= Single-entry bookkeeping =

Method of accounting

Single-entry bookkeeping, also known as single-entry accounting, one-write bookkeeping, or pegboard bookkeeping, is a method of bookkeeping that relies on a one-sided accounting entry to maintain financial information. The primary bookkeeping record in single-entry bookkeeping is the cash book, which is similar to a checking account register (in UK: cheque account, current account), except all entries are allocated among several categories of income and expense accounts. Separate account records are maintained for petty cash, accounts payable and receivable, and other relevant transactions such as inventory and travel expenses. To save time and avoid the errors of manual calculations, single-entry bookkeeping can be done today with do-it-yourself bookkeeping software.

Double entry accounting often requires commitment which most sole proprietors cannot afford to do or simply are not interested in. Among these types of businesses it is common for them to only keep records of bill payments and cash they received during the course of the business. Nonetheless, there is some level of record keeping as these businesses are keeping track of income and expenditure of the business. As such, the practice of keeping partial records of business related transactions which is outside the requirements of double entry book keeping is called “single entry accounting” / “Accounting for incomplete records”.
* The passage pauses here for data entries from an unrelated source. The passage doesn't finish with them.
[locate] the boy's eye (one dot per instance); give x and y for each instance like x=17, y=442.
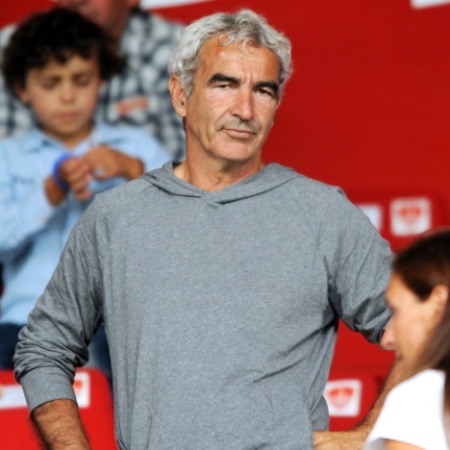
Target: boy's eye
x=48, y=84
x=83, y=81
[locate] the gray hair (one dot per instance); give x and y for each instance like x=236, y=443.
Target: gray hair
x=243, y=28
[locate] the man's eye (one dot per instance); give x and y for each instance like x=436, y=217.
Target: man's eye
x=47, y=85
x=84, y=81
x=267, y=92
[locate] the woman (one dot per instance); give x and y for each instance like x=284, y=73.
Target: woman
x=416, y=413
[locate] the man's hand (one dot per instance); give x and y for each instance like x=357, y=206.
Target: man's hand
x=341, y=440
x=106, y=162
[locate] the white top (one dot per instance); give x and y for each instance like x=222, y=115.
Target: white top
x=413, y=413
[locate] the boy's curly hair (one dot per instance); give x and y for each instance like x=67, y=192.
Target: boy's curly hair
x=57, y=35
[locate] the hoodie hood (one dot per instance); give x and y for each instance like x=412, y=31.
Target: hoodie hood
x=268, y=178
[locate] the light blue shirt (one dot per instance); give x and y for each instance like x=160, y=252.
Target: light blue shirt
x=32, y=231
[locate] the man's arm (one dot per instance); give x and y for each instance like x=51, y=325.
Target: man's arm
x=354, y=439
x=59, y=425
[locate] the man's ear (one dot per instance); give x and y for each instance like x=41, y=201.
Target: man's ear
x=179, y=98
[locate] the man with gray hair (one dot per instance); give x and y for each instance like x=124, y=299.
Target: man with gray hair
x=220, y=280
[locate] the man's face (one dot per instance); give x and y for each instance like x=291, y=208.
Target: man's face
x=233, y=104
x=64, y=97
x=111, y=15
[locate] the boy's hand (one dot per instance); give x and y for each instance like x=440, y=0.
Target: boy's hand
x=106, y=162
x=76, y=174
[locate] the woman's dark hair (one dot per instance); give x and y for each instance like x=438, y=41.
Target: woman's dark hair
x=56, y=35
x=422, y=267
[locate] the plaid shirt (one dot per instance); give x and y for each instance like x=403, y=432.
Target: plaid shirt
x=138, y=96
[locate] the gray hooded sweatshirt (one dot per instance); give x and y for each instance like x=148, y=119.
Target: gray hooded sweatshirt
x=220, y=308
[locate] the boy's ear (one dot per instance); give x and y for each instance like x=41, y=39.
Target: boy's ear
x=22, y=93
x=179, y=98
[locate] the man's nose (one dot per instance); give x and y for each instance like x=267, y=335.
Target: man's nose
x=243, y=105
x=388, y=341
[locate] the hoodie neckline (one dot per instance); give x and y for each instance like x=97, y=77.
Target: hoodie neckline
x=270, y=176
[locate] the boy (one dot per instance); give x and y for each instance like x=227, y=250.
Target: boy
x=55, y=63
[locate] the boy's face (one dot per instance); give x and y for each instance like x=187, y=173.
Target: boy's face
x=64, y=97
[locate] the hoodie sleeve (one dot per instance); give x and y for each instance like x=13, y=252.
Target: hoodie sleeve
x=65, y=317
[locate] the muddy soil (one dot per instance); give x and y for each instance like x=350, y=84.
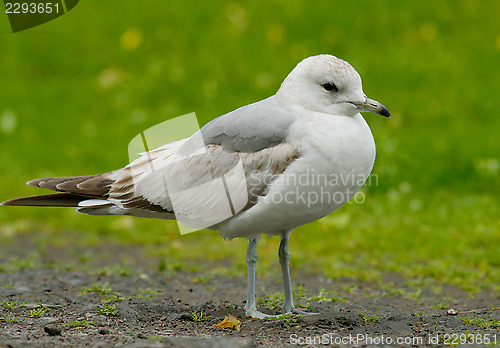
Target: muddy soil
x=155, y=309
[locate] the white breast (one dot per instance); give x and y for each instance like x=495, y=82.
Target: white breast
x=337, y=155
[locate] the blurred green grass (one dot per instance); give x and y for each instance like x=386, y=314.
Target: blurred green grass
x=75, y=91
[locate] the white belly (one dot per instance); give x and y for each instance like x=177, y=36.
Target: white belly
x=337, y=155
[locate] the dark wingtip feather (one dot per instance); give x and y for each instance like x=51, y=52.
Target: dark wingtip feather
x=52, y=200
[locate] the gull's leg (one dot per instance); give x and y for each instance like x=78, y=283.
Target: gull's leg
x=251, y=308
x=284, y=256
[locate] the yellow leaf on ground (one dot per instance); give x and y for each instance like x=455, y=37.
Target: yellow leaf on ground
x=230, y=322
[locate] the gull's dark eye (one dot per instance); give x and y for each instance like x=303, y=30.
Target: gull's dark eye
x=330, y=87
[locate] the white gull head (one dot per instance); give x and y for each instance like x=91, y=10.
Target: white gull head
x=329, y=85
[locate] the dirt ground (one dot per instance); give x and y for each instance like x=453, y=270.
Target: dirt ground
x=57, y=308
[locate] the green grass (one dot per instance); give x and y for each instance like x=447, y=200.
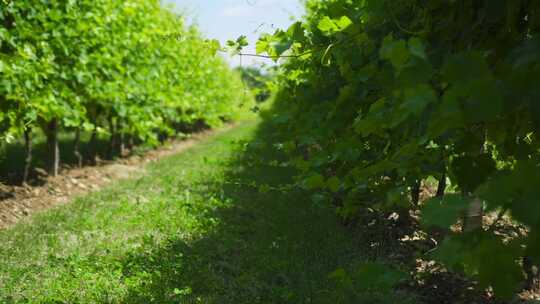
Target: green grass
x=190, y=231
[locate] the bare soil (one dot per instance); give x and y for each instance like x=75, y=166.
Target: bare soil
x=19, y=202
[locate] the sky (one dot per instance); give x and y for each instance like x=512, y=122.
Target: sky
x=228, y=19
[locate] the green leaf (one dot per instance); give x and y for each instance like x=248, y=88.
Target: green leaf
x=314, y=181
x=333, y=184
x=416, y=47
x=394, y=51
x=471, y=171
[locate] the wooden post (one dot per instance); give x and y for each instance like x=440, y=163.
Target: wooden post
x=28, y=153
x=53, y=149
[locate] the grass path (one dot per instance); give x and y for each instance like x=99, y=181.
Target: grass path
x=189, y=231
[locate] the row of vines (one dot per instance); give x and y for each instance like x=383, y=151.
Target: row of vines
x=378, y=97
x=127, y=69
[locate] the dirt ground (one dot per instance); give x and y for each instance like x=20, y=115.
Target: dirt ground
x=19, y=202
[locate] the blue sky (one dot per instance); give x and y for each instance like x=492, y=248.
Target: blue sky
x=228, y=19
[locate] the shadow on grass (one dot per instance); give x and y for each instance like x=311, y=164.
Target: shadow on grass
x=267, y=247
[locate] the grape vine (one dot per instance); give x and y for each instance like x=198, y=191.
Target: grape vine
x=107, y=66
x=378, y=96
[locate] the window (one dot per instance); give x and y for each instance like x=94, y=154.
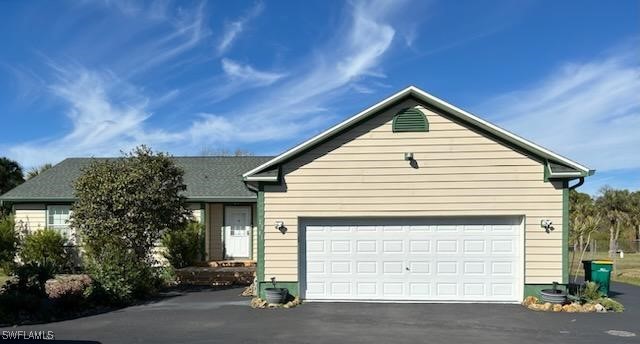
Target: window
x=58, y=219
x=410, y=119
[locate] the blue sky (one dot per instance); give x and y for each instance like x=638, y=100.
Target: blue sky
x=83, y=78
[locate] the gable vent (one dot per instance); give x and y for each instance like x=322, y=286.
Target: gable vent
x=408, y=120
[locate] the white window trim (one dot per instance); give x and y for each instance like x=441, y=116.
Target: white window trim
x=63, y=229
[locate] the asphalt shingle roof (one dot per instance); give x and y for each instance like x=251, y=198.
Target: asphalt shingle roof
x=207, y=178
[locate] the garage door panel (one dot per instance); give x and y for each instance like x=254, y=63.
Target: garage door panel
x=410, y=259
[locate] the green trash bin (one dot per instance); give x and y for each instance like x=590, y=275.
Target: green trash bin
x=598, y=271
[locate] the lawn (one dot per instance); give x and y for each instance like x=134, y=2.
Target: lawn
x=3, y=278
x=625, y=269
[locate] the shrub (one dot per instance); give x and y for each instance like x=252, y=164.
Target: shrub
x=610, y=304
x=45, y=247
x=32, y=276
x=8, y=244
x=68, y=291
x=166, y=277
x=119, y=275
x=591, y=291
x=183, y=245
x=123, y=206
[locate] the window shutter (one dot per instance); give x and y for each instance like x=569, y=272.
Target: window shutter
x=408, y=120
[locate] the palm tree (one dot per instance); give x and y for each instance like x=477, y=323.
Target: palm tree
x=635, y=217
x=37, y=170
x=615, y=207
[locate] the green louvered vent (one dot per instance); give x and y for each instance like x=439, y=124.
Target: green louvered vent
x=407, y=120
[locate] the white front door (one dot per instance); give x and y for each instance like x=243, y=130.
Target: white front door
x=430, y=259
x=237, y=232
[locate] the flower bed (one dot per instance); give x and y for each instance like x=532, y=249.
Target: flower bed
x=257, y=302
x=601, y=305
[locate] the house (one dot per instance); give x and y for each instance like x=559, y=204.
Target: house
x=215, y=193
x=412, y=199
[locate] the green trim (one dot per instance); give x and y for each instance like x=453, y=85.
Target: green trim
x=547, y=171
x=409, y=120
x=565, y=232
x=203, y=231
x=260, y=210
x=534, y=289
x=293, y=287
x=251, y=219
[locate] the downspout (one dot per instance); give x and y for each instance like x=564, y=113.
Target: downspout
x=580, y=182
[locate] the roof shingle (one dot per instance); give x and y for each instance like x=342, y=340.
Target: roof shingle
x=207, y=179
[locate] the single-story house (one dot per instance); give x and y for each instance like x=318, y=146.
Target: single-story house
x=412, y=199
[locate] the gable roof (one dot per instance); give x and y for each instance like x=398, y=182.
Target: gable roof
x=575, y=169
x=208, y=179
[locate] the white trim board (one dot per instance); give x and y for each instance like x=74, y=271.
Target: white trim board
x=439, y=103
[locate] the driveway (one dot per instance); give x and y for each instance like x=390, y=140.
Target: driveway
x=224, y=317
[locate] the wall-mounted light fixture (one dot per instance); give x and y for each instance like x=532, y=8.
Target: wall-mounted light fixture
x=280, y=226
x=547, y=225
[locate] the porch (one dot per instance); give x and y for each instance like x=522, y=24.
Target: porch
x=230, y=231
x=218, y=273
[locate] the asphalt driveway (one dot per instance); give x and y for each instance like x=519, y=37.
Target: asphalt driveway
x=222, y=316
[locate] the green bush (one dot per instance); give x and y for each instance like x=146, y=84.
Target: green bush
x=183, y=245
x=45, y=247
x=9, y=241
x=591, y=291
x=610, y=304
x=119, y=275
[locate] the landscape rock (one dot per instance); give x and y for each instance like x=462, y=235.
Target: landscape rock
x=536, y=307
x=570, y=308
x=529, y=300
x=257, y=302
x=249, y=290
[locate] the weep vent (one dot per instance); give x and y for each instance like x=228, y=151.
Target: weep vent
x=408, y=120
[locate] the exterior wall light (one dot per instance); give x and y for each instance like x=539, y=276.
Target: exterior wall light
x=547, y=225
x=280, y=226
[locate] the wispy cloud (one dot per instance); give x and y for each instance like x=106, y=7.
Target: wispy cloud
x=589, y=111
x=245, y=73
x=109, y=111
x=106, y=115
x=299, y=104
x=234, y=29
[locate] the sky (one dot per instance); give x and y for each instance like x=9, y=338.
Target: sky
x=94, y=78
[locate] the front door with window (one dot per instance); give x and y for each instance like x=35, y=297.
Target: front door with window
x=237, y=235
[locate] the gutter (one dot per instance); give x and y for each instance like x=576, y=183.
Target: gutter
x=580, y=182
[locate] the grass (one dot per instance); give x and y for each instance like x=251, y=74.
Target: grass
x=626, y=270
x=3, y=278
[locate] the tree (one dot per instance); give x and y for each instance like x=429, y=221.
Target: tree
x=581, y=206
x=11, y=175
x=635, y=218
x=615, y=207
x=123, y=207
x=35, y=171
x=584, y=220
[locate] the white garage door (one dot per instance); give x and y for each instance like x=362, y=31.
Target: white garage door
x=471, y=259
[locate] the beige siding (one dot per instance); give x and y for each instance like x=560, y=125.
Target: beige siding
x=254, y=232
x=30, y=217
x=216, y=215
x=460, y=172
x=196, y=211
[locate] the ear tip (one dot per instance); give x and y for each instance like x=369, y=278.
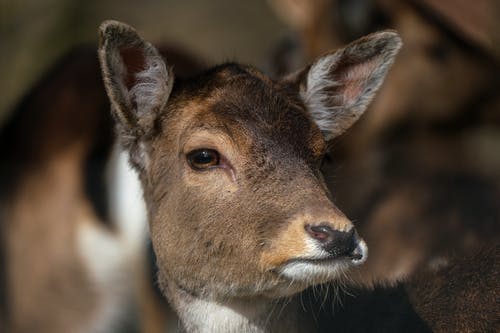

Most businesses maintain a record of transactions using double-entry bookkeeping. However, many smaller businesses use single-entry books that record the "bare essentials." In some cases, only records of cash, accounts receivable, accounts payable and taxes paid may be maintained.

This type of accounting with additional information can typically be compiled into an income statement and statement of affairs by a professional accountant. Before the digital age it was common for businesses to maintain a Daily Ledger recording all credit and debit transactions in real time (such as sales, payments of wages, purchases of stock, extending credit to a customer or customer refunds) producing a daily trading tally that could be reconciled with cash to detect mistakes or theft similar to the later process of Automated Till reconciliation. The information contained in the Daily Ledger would then be transferred into a more comprehensive set of double-entry accounts on a weekly or monthly basis.

==Advantages==

Single-entry bookkeeping systems are used because of their simplicity, while double-entry bookkeeping may require the services of a trained person.

According to the Internal Revenue Service, single-entry bookkeeping is based on the income statement (profit or loss statement). It can be simple and practical for those starting a small business.

Additionally, the IRS states:
- A single-entry system does not include equal debit and credit to the balance sheet and income statement accounts. It is not self-balancing. Arithmetic errors in the account totals are thus common. Reconciliation of the books and records to the return is an important audit step.
- A single-entry system may consist only of transactions posted in a notebook, daybook, or journal. However, it may include a complete set of journals and a ledger providing accounts for all important items.

==Disadvantages==
- Data may not be available to management for effectively planning and controlling the business.
- Lack of systematic and precise bookkeeping may lead to inefficient administration and reduced control over the affairs of the business.
- Theft and other losses are less likely to be detected.